(英フィナンシャル・タイムズ紙 2022年9月23日付)

FRBは米国の中央銀行であって世界の中央銀行ではない――ジェローム・パウエル議長はそう思っているに違いない。ドルはたまたま基軸通貨であるにすぎないとも(9月23日、写真:ロイター/アフロ)

 2021年3月、米連邦準備理事会(FRB)がまだ月間1200億ドル相当の証券を買い入れていた時に、南米ブラジルの中央銀行は政策金利を0.75%引き上げた。

 その背景には、世界的なコモディティー(商品)価格急騰がインフレを引き起こすとの懸念があった。

 FRBがやがて物価圧力は一時的なものでは到底済まないことに気づき、ようやくフェデラルファンド(FF)レートの誘導目標をゼロ近辺から引き上げるまでに、さらに1年の時間がかかった。

 その頃には、ブラジルは政策金利を11.75%まで引き上げていた。

近隣窮乏化政策とリバース通貨戦争

 時間はブラジルの金融システムの番人が正しかったことを証明した。

 だが、FRBがインフレ抑止に動くのが遅かったために、ブラジルは――それを言えば世界中のどの国も――無傷では済まない。

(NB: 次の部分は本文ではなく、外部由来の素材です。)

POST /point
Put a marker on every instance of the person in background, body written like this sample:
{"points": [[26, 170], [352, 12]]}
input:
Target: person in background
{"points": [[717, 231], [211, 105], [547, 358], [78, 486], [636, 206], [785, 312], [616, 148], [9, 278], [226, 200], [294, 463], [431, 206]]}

 9月21日に3回連続での0.75%の利上げに踏み切ったFRBは、まだ遅れを取り戻そうとしている。

 米国経済にとっては、これが最善の道筋なのかもしれないが、利上げの激しさは米ピーターソン国際経済研究所のモーリス・オブストフェルド氏が「近隣窮乏化」政策と呼ぶものを引き起こしている。

 FRBのミスの結果が米国から事実上輸出され、貿易相手国に負担を負わせているのだ。

 米国金利の上昇はドル高を招き、多くの場合ドル建てで取引されているコモディティー価格を上昇させることによって諸外国のインフレを悪化させている。

「リバース(逆)通貨戦争」が全面的に繰り広げられ、世界中の金融当局が今、標準的な0.25%刻みの利上げをかなぐり捨て、対ドルでの通貨安を食い止めるために0.5%や0.75%、スウェーデンとカナダの場合は1%もの大幅利上げに動いている。